STRATFORD, Ontario, September 29, 2006 (LifeSiteNews.com) – The abortion debate in Canada is moribund because people just are not listening, says a Catholic teacher in Stratford Ontario. “Our society isn’t able to be reflective and take time,” says Patti Rothwell, the art teacher who helped to bring the Genocide Awareness Project (GAP) to St. Michael Catholic Secondary school.

Rothwell told the London Free Press that the school did not “enter lightly” into the decision to host the event. “Today’s culture and people’s busy lives and the distractions that they have, it doesn’t work. They’re not listening. Our society isn’t able to be reflective and take time,” she said.

Santosh D’Souza, spokesman for University of Toronto Students for Life told LifeSiteNews.com that the project was the brainchild of Patti Rothwell, organized with help from his group and the Calgary-based Canadian Centre for Bioethical Reform (CCBR).

Although GAP displays are increasingly popular with pro-life college student groups around North America, D’Souza said that this is the first time the GAP has been displayed at a high school.

The GAP consists of large photographic signs juxtaposing pictures of aborted babies with other images such as the lynching of blacks and the victims of the Nazi Holocaust. The point of the GAP is to jar the complacency of observers and confront them with the inadequacies of the “choice” rhetoric of the abortion movement.

The St. Michael school display seems to have had just that effect on some who objected to its use. The London Free Press quoted Rebecca Coulter, a UWO education professor, who said, “It is a bit surprising to me that (they) would allow this organization into a publicly funded school. These kind of shock tactics play on the emotions of teenagers . . . that’s some of what’s going on here. I don’t think it really has a place in the school.”

D’Souza, however, said that the students responded to the displays with calm and asked intelligent questions. “They knew right away.

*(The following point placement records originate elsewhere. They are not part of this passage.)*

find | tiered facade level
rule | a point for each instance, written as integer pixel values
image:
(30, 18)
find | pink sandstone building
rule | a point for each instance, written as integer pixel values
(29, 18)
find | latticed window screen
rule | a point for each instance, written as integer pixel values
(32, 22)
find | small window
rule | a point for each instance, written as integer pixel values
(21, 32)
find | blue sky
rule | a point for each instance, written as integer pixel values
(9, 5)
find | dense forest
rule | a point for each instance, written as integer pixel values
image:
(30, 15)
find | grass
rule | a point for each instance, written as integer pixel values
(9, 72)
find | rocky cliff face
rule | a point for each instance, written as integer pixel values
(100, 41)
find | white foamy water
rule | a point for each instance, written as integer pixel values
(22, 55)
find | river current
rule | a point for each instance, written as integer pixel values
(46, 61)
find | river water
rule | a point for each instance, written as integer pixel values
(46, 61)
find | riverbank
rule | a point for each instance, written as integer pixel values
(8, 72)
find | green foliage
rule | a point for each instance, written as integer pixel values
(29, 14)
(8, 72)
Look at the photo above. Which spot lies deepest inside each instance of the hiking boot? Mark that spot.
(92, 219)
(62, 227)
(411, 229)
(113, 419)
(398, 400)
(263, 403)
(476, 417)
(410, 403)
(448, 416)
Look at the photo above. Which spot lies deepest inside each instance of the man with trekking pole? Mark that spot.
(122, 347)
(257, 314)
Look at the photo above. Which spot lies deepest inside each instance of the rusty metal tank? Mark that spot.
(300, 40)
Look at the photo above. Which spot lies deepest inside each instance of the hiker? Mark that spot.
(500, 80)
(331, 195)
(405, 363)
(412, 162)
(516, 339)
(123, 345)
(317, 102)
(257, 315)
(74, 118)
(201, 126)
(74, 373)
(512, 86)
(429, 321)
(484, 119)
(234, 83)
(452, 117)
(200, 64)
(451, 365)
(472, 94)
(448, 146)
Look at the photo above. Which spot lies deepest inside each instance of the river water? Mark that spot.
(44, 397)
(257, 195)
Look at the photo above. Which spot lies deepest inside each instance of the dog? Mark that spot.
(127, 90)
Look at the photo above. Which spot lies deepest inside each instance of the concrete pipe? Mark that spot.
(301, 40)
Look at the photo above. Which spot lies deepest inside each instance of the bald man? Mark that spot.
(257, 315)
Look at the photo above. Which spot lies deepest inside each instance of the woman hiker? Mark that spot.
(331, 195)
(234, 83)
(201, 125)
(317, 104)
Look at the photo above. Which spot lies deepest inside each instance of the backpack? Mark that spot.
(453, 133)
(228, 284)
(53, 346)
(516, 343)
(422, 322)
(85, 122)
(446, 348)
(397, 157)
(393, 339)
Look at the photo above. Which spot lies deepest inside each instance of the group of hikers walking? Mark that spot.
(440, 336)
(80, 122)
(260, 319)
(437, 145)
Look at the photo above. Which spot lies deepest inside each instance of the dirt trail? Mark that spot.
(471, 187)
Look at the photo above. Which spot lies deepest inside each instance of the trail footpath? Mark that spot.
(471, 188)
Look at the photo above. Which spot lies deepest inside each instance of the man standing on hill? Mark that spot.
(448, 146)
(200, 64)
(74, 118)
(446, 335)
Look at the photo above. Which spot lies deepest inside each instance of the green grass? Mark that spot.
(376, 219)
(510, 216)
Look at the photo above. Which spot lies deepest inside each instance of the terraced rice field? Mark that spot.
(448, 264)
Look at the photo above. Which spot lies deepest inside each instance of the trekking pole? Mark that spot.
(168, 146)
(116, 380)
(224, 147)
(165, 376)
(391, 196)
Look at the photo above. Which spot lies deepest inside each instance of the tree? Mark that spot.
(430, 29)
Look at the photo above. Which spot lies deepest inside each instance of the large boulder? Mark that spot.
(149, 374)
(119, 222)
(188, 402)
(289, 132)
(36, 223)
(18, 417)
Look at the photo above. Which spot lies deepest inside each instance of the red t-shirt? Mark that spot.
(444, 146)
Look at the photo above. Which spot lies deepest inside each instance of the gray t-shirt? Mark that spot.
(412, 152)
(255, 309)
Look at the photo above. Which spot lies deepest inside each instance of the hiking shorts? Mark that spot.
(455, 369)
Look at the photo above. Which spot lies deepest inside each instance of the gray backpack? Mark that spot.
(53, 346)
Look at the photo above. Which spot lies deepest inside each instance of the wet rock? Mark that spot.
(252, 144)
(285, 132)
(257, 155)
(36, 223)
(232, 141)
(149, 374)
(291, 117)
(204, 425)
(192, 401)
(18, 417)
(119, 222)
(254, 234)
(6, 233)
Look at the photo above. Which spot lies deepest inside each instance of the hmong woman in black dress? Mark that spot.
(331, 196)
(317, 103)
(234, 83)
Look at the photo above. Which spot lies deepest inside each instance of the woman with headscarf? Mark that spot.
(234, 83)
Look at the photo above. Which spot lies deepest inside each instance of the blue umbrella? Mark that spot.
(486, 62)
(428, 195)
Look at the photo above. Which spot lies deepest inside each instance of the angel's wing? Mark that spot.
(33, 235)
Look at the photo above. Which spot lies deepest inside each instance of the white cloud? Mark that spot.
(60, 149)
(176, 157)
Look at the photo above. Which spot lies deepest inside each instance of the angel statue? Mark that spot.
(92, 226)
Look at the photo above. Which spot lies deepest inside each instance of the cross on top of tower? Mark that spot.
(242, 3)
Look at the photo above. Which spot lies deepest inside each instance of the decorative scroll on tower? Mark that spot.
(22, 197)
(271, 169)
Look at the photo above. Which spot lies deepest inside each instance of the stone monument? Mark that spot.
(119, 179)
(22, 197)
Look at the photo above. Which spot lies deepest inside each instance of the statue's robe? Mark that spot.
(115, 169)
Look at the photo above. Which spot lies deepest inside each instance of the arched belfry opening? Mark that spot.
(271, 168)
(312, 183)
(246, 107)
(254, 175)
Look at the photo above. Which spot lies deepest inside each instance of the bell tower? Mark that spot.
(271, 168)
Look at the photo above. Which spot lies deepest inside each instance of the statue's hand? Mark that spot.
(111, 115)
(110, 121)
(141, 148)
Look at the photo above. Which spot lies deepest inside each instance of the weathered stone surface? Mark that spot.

They said the pictures are true, and because they’re true, they should be shown.”

The display was the highlight of a “pro-life events” week at the school and D’Souza commended the careful year long preparation the school gave students, bringing in pro-life speakers such as CCBR’s Stephanie Gray.

Rothwell told the London Free Press, “We’re really wanting people to look at the massive elimination of unwanted human beings. We can’t hide the truth anymore.”

D’Souza, who spoke with students, said that there was almost no opposition to the display and the students received the information calmly and asked intelligent questions. “Even some teachers came down and spoke to us. Some of them were shocked to discover that there are absolutely no legal restrictions on abortion in Canada.”

“The students who came and spoke to us were shocked, but not at the images which they understood. They were shocked that there were no restrictions on abortion in Canada and they wanted to know what was done with the foetus after abortion. They wanted to know how they could help stop it,” D’Souza said.